I was surprised when I learned that there was a rabbi in the US who was outspoken in defence of Palestinian rights, and even more surprised when I learned that he headed my former synagogue. But as Rabbi Brant and others like him are quick to admit, they are a minority. How has this issue turned so many American Jews into fervent Zionists unwilling to criticise Israel?

I wanted to find out, so I spoke to Jewish leaders, Jewish human rights groups and others to ask why they are so steadfast in their support. I also pose the question: is it possible to be both Jewish and a critic of Israel?

Entry denied

As a journalist, my goal has always been to help amplify the stories of those who rarely get heard.
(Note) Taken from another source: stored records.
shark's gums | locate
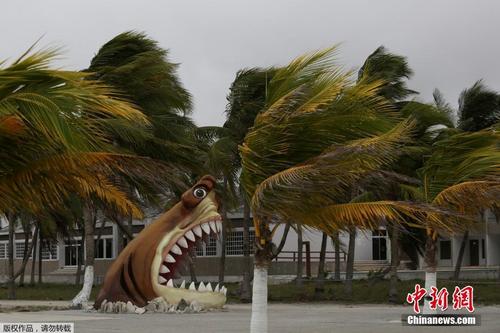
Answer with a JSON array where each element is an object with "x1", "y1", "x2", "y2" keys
[{"x1": 94, "y1": 175, "x2": 226, "y2": 309}]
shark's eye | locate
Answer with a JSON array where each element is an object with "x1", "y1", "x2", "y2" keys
[{"x1": 193, "y1": 186, "x2": 208, "y2": 199}]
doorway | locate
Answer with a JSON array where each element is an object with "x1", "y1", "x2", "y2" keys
[
  {"x1": 372, "y1": 230, "x2": 387, "y2": 260},
  {"x1": 64, "y1": 240, "x2": 82, "y2": 266},
  {"x1": 469, "y1": 239, "x2": 479, "y2": 266}
]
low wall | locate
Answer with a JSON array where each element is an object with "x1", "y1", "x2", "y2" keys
[{"x1": 1, "y1": 255, "x2": 498, "y2": 284}]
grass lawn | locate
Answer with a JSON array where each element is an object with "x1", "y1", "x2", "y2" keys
[
  {"x1": 226, "y1": 279, "x2": 500, "y2": 305},
  {"x1": 1, "y1": 279, "x2": 499, "y2": 305}
]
That's why a Palestinian friend and I started a photography school in the Balata refugee camp in the occupied West Bank. Soon after, I brought three of the youth on a tour of the US so they could exhibit their work and speak directly with Americans about their lives as refugees under occupation.
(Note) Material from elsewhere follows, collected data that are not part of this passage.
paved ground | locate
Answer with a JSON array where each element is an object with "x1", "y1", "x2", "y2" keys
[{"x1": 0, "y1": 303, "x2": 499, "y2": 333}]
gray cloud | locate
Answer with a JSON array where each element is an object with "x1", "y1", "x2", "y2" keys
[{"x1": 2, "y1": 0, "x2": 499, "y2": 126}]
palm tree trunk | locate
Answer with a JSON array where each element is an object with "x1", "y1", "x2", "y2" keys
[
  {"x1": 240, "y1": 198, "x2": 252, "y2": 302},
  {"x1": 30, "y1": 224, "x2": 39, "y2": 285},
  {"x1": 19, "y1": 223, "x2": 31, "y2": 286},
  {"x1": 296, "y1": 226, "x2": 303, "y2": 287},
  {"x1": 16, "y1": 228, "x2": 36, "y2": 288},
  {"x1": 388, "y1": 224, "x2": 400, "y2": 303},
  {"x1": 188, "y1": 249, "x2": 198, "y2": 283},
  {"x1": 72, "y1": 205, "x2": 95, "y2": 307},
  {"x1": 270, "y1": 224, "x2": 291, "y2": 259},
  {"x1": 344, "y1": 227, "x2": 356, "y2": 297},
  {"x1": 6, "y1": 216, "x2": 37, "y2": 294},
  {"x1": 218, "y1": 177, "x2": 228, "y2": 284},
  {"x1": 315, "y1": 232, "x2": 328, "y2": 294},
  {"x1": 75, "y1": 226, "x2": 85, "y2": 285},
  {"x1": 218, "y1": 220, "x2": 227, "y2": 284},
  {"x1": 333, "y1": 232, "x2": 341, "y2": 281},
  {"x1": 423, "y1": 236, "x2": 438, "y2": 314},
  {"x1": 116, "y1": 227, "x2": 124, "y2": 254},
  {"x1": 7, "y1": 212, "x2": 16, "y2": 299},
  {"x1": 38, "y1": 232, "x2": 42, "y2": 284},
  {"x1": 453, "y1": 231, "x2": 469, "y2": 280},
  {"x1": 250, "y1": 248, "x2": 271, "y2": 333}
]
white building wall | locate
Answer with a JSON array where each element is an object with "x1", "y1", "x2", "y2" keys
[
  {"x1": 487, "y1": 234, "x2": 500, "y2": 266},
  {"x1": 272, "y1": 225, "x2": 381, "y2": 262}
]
Matthew Cassel returns to Israel/Palestine to see what Zionism looks like today [Matthew Cassel]

Shortly after the tour, I tried to return to Balata to continue the programme. But after more than seven hours of being interrogated by Israeli border guards when I tried to enter the country from Jordan, I was barred from entering. Ironic, that in all my travels in the Middle East, the so-called Jewish state is the only country to deny me entry.

Days later, I travelled to Lebanon. Until that point I had little understanding of the breadth of the Palestinian plight, but in Lebanon it was obvious. More than six decades after Israel's founding, millions of Palestinian refugees remain unable to return to the lands they were forced to flee. Many of them still live in refugee camps in the Arab world. In Lebanon there are more than 400,000 Palestinian refugees.

I arrived in the midst of the Lebanese army's battle with a radical group in the northern Palestinian refugee camp of Nahr al-Bared. The refugees were once again caught in the middle as they were forced to flee with nothing but what they could carry in their arms.

As the war went on I made numerous trips to the north and met Ziad Ishtawi and his family as they campaigned to return to Nahr al-Bared. I became close to the family, and I was there when his sons and daughters got married and had kids of their own. But over the years, I never talked to Ziad about my background. Since Judaism has become synonymous with Zionism, I was worried he would associate my background with his suffering.

I discuss my upbringing with Ziad for the first time in this film, and I listen as he tells me about his and other refugees' thoughts on Judaism, Zionism and what the conflict has meant for them.

From there I travel back to Israel/Palestine for the first time in six years. I was nervous when we got to the border and ready for disappointment. It's an important place for me where I've spent a lot of time and have many dear friends. But for others, like Ziad Ishtawi, it is so much more.

After four hours of interrogation, I was finally allowed into the country to explore what Zionism looks like today. A lot has changed since I was last there in 2006, but much remains the same. In the film, I speak with Israelis and Palestinians about Zionism and the conflict, and travel to the Ishtawi's ancestral village in northern Israel to try and reconnect the refugee half of the family with those who stayed behind.

Over the course of making this film, I've learned that there exist two very different ways of looking at Israel. In the US, it's thought of as the realisation of a dream. But for Palestinians and others, it's something much different. And I believe that only once we start to understand that latter perspective will we get closer to resolving this conflict.